ECLI:NL:RVS:2022:3123
Raad van State
- Hoger beroep
- N. Verheij
- Rechtspraak.nl
Hoger beroep vreemdeling tegen afwijzing uitstel van vertrek door staatssecretaris van Justitie en Veiligheid
Op 1 november 2022 heeft de Afdeling bestuursrechtspraak van de Raad van State uitspraak gedaan in een hoger beroep van een vreemdeling tegen de afwijzing van zijn aanvraag voor uitstel van vertrek door de staatssecretaris van Justitie en Veiligheid. De vreemdeling had op 24 december 2020 een aanvraag ingediend op basis van artikel 64 van de Vreemdelingenwet 2000, maar deze werd afgewezen. Hiertegen maakte de vreemdeling bezwaar, dat op 16 februari 2021 ongegrond werd verklaard. Vervolgens heeft de rechtbank Den Haag, zittingsplaats Roermond, op 1 november 2021 het beroep van de vreemdeling tegen deze beslissing ook ongegrond verklaard.

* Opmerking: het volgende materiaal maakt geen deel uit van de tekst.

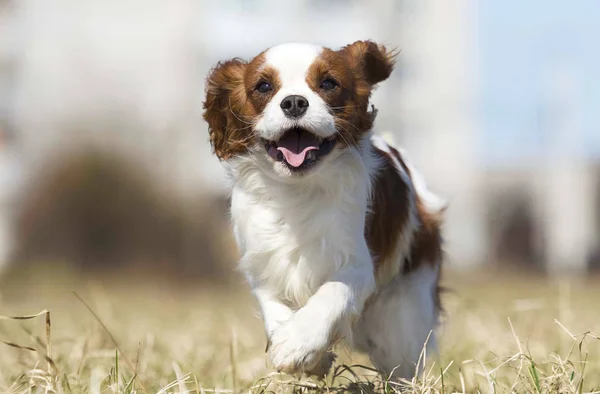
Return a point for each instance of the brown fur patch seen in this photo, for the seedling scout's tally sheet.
(389, 215)
(232, 101)
(356, 69)
(389, 211)
(224, 107)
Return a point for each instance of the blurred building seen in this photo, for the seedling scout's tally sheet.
(128, 78)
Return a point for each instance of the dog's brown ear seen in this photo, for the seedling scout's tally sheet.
(224, 98)
(373, 62)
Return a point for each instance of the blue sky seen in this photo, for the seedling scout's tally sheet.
(519, 43)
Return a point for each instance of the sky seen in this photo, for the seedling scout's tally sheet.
(525, 47)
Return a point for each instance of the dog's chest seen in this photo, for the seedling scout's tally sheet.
(292, 246)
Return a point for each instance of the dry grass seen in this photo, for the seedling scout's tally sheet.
(512, 334)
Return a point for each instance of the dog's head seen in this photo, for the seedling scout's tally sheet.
(294, 103)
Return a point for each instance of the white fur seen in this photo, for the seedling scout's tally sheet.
(304, 251)
(389, 270)
(292, 62)
(303, 247)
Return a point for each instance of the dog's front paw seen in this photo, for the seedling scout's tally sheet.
(295, 348)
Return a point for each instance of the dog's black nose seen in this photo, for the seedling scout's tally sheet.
(294, 106)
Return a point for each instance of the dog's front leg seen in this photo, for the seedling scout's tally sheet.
(274, 312)
(301, 344)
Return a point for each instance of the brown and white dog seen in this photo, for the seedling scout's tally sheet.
(339, 236)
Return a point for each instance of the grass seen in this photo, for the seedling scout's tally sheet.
(500, 334)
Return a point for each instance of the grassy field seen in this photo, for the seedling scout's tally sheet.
(500, 334)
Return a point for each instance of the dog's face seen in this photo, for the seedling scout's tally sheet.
(294, 103)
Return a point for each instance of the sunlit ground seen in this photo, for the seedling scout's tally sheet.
(501, 334)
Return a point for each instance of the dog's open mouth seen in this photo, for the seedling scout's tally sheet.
(299, 148)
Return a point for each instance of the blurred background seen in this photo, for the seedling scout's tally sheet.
(105, 165)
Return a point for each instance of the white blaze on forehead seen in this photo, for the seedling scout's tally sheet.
(292, 61)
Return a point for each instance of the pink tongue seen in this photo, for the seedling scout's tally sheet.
(295, 145)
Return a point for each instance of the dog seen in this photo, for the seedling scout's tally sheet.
(339, 236)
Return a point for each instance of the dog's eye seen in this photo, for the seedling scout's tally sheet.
(328, 84)
(264, 87)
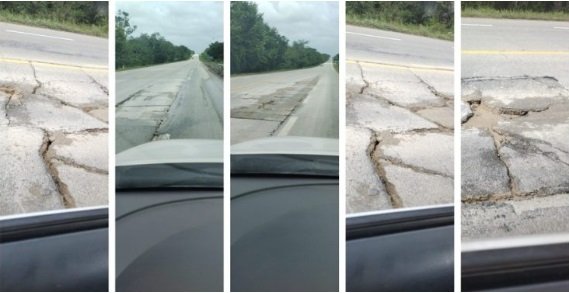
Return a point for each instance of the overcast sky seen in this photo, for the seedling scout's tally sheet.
(316, 22)
(193, 24)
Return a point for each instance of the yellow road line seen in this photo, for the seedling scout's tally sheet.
(401, 66)
(512, 52)
(55, 65)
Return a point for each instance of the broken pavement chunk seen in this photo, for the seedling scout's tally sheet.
(515, 95)
(26, 184)
(483, 173)
(364, 190)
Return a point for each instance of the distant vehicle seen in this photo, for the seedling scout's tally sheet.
(284, 214)
(401, 250)
(169, 216)
(64, 250)
(537, 263)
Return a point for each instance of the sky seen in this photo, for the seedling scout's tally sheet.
(192, 24)
(316, 22)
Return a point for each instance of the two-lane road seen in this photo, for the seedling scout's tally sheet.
(367, 44)
(505, 47)
(399, 115)
(169, 101)
(300, 102)
(20, 42)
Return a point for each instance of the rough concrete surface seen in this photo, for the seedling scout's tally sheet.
(301, 102)
(179, 100)
(515, 156)
(399, 134)
(54, 130)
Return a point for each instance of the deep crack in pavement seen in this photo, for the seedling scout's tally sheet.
(515, 156)
(54, 137)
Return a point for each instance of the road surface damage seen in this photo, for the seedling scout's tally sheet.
(400, 130)
(54, 138)
(515, 156)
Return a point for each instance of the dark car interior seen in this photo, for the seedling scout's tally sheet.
(169, 239)
(63, 251)
(284, 227)
(401, 251)
(527, 268)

De vreemdeling, vertegenwoordigd door mr. R.W.J.L. Loonen, heeft hoger beroep ingesteld. Tijdens de procedure heeft de staatssecretaris laten weten dat de vreemdeling met onbekende bestemming is vertrokken en dat de gemachtigde van de vreemdeling geen contact meer heeft gehad. Dit leidde de Afdeling tot de conclusie dat de vreemdeling geen belang meer had bij een beoordeling van het hoger beroep.
Daarom heeft de Afdeling het hoger beroep niet-ontvankelijk verklaard en beslist dat de staatssecretaris geen proceskosten hoeft te vergoeden. De uitspraak is gedaan door mr. N. Verheij, lid van de enkelvoudige kamer, in tegenwoordigheid van mr. N. Tibold, griffier.